Microsoft provides no longer patches once a product goes beyond the end of its life. But new vulnerabilities for such products are still discovered and published. This increases the number of unpatched vulnerabilities on the server and middleware layer. With this, the security level of the whole network is lowered because unpatched Windows systems facilitate, in the worst case, the propagation of malware like WannaCry or NotPetya.
What’s the trouble with application life cycle management?
ALM is a tedious and costly task. Getting ALM right requires continuous study of the life cycle of all products on the technology stack and continuous planning, development, integration and testing across all layers of the application stack. Therefore, application managers care often only of the first layer. Developers are responsible for the second, the third and to some extend also for the fourth layer. Someone from IT operations takes care of layers 4 to 6, but no one cares of the entire technology stack.

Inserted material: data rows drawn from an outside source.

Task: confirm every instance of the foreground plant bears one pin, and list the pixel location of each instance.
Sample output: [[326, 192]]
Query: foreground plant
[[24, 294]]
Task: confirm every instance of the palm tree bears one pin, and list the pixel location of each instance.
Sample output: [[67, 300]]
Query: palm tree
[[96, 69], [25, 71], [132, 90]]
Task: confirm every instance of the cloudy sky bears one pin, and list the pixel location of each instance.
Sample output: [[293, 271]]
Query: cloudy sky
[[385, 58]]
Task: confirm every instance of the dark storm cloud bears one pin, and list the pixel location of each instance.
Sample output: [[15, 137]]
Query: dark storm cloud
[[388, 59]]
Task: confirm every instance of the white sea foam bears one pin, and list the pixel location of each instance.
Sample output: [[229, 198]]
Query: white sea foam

Eventually, someone realises that some hundred Windows 2008 R2 Servers are still in operation, and only few months left for migration. Migration of applications including the middleware is a lengthy process. Thus, it is obvious to spend some money for extended support, just to buy time to get the migrations done.
What are the costs for extended support?
For the following calculation, let us assume that 20 Windows 2008 R2 servers running the Datacenter Edition and 400 servers running the Standard Edition are still in use. The price for extended on-premise support is at 75% annually of the full license price of the latest Windows server version, provided either software assurance or a subscription is available.(4) Let us assume that the IT team works hard on the migrations and the number of servers to go is reduced every year.
A brief sample calculation based on the regular price sheet(5) shows that a large amount of money is spent just for some security patches.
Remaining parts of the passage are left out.